Another week with volatility induced by the Iran war seems to be ending with oil prices lower, equity prices higher and reduced expectations of interest rate hikes. Reports of progress towards a degree of peace and a potential reopening for traffic through the Strait of Hormuz is largely behind the relative optimism. A key step was the 10-day ceasefire agreed on Thursday between Israel and Lebanon, as an end to the fight there is a key Iranian demand. However, all agreements so far are temporary and appear fragile. For example, Iran and the US seem to have very different views on what will happen with Iranian nuclear resources and with shipping conditions through the Strait of Hormuz, and Hezbollah does not seem convinced about the ceasefire in Lebanon. Hence, there is a clear risk that sentiment could worsen significantly again in coming weeks.
As oil prices have declined, so have expectations of higher inflation and interest rates. We have tweaked our expectation for the ECB, so we now expect a 25bp rate cut in June and another one in July, rather than in April and June. This is based both on the decline in the oil price and on what we see as a slight shift in the signals from the ECB governing board members. In particular, news reports this week said that the board has more or less ruled out an April rate hike.
The short-term interest rate outlook is very dependent on the preferences and analysis of the policy decision makers, as the decision on whether to respond to the oil supply shock is not a clear-cut one. We expect that there will be a response because of the fear that inflation expectations will become engrained, with the 2022 inflation still very much being top of mind. However, there is also a good case to be made that the central bank should not move, as higher energy prices will dampen the economy and that higher interest rates will make that problem worse. That is also why we expect that if rates are hiked, they will be cut again during 2027.

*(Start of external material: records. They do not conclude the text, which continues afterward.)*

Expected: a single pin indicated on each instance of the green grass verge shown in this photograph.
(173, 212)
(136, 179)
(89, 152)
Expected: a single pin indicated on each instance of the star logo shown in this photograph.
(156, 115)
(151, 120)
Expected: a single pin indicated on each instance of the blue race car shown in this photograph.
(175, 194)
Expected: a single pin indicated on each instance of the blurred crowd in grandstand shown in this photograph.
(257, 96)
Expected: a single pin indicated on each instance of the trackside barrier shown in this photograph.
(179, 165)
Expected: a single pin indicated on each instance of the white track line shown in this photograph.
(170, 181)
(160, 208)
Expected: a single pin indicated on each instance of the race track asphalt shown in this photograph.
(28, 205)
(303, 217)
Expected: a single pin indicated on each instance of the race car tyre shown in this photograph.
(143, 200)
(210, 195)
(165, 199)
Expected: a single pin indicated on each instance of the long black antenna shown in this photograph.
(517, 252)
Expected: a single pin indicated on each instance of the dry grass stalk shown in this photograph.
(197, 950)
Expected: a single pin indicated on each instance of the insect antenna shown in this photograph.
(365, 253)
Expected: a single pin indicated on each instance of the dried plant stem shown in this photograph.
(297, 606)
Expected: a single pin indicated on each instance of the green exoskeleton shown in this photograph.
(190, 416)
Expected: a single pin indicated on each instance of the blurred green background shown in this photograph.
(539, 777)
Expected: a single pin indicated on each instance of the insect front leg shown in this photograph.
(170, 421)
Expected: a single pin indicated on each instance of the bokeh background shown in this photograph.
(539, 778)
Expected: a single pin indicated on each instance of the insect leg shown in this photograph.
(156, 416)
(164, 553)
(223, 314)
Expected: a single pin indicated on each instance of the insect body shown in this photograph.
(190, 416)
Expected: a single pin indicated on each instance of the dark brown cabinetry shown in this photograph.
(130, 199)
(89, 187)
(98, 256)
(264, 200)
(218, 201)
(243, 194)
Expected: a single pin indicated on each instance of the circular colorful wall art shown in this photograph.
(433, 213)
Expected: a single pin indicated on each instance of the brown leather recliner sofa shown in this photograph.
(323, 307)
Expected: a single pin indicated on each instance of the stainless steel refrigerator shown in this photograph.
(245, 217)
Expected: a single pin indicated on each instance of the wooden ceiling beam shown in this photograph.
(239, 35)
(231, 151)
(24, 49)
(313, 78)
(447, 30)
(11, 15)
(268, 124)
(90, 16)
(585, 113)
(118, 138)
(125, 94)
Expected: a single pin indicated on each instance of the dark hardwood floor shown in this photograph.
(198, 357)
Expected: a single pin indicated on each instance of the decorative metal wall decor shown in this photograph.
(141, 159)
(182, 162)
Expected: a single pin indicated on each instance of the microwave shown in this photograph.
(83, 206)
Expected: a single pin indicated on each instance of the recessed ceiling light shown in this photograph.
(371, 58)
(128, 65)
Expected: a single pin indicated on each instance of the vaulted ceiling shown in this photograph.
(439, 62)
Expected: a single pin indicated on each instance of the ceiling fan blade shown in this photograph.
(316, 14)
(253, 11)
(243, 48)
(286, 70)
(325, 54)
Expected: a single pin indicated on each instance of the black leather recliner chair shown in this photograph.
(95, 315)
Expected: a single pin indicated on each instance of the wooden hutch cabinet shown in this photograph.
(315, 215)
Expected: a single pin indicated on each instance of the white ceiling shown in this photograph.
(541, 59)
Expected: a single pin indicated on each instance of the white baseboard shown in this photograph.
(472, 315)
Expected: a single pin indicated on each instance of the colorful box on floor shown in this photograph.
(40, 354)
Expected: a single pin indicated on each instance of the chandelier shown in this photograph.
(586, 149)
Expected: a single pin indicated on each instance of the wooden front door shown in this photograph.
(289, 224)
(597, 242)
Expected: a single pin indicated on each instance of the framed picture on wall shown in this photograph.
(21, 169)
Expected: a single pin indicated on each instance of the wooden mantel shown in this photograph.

March data has in general shown no or only a modest response to the Iran war in economic activity and non-energy prices. This week we got data for China, where Q1 GDP growth surprised to the upside at 5.0% y/y and house prices declined at a slower rate than previously. However, retail sales are growing at only 1.7% y/y, so the weakness in domestic demand remains.
Next week, we will start to get data for April, most importantly the flash PMIs for most major economies on Thursday. Especially in Europe, we expect to see a sharp decline in manufacturing due to higher energy prices, and the price components could give some important clues about whether energy costs are filtering through to other prices. Note that PMIs can be more difficult to interpret in times of high volatility though. For example, longer delivery times increase the headline index, so also keep an eye on the output subcomponent.
In general, even if energy prices continue to decline over the coming months, we still expect to see a negative effect on economic growth for 2026 in most major economies.